El-Haj summarizes the view of the courts towards the first regulations of public assembly:

These decisions show that late nineteenth-century courts generally balked when faced with the kinds of ordinances that we take for granted as constitutional exercises of the police power. Their skepticism was driven, in part, by the recognition that these ordinances broke from American political and regulatory traditions that comported with their understanding of the right of assembly. The risks of disorder and of interfering with the rights of passersby were not considered sufficiently serious to justify the ordinances. These courts were not without a notion of time, place, and manner regulation. In passing, two of them explicitly entertained the idea that some kind of time, place, and manner regulation of street processions might be necessary and constitutionally permissible. What they adamantly did not believe was that the ordinances they were reviewing—which required advance permission across the board—fit that bill.

She attributes the turn towards regulation to a series of opinions in Massachusetts courts, culminating in a surprisingly restrictive opinion by Oliver Wendell Holmes:

For the legislature absolutely or conditionally to forbid public speaking in a highway or public park is no more an infringement of the rights of a member of the public than for the owner of a private house to forbid it in his house. When no proprietary rights interfere, the Legislature may end the right of the public to enter upon the public place by putting an end to the dedication to public uses. So it may take the lesser step of limiting the public use to certain purposes.

For El-Haj, this opinon was "anomalous" and unrepresentative of American history to that point, and it has been "severely undermined by subsequent Supreme Court decisions." But not, in her opinion, undermined enough enough (emphasis mine):

We have been left with a mere reference to traditions of American street politics and little knowledge of the original understanding of the right of assembly. The founding generation’s conception of the right as an important and robust political tool has been forgotten, whereas the anomalous view of the Massachusetts Supreme Judicial Court continues to influence contemporary understanding.

[snip]

Thus, we should be extremely wary of complacence in the face of government regulation of public assemblies.
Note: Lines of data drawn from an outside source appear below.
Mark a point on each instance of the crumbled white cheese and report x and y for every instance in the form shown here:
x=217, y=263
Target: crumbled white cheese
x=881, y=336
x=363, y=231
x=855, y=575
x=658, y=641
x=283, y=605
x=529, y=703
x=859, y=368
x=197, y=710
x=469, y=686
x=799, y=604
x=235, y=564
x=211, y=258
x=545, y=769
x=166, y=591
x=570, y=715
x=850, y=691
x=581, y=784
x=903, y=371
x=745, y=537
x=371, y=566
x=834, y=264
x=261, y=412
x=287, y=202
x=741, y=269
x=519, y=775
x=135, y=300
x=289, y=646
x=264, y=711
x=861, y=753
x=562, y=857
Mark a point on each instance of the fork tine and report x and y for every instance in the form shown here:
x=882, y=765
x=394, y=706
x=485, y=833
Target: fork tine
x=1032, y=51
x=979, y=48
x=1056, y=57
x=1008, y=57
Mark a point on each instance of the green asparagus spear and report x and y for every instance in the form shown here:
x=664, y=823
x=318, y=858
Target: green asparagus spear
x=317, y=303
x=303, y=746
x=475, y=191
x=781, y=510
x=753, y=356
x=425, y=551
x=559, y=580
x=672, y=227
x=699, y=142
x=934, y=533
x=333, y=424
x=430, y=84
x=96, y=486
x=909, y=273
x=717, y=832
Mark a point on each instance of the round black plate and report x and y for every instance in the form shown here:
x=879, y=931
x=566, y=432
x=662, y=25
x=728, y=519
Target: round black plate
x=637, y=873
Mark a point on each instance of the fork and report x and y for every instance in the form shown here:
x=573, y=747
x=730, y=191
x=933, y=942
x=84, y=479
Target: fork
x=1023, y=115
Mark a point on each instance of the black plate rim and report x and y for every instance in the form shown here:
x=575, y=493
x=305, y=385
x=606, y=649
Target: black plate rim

In fact, there is good reason to think that current regulatory choices are undermining the meaningfulness of public assemblies for participants as well as their effectiveness as a mechanism to influence and check government. Since the former harm is likely to be the less appreciated, it is worthy of particular comment.

Her conclusion is compelling: freedom of expression and the right of assembly have been wrongly conflated. El-Haj wants to actually separate the two in order to protect the latter as a separate right in and of itself, because of their unique qualities—individual rights versus collective action.

It's a fascinating conclusion to me because of its implications. In the age of the Internet and social media, we have a near-infinite number of venues for free speech. Reasonable people can disagree on whether we live in a good legal climate for freedom of speech, but the sheer number of places in which to speak guarantee a wide de facto berth. El-Haj doesn't give a broader historical argument for the reasons free assembly was more tightly regulated, relying mostly on the persistence of Holmes's opinion to explain it. And it well may have sprung forth fully formed from the brain of Justice Holmes. But as to what followed, I can't help but think the rise of mass media has something to do with it: the amplification of speech putting freedom of speech first and foremost, allowing freedom of assembly to be neglected.

But El-Haj presents us with a challenge: that physical assembly is fundamentally different from freedom of speech, and has distinct societal benefits which require distinct protections. It's particularly resonant amidst (admittedly age-old) complaints that society is growing ever atomized with wave after wave of new media. It's an argument that privileges space as much as speech as its own medium.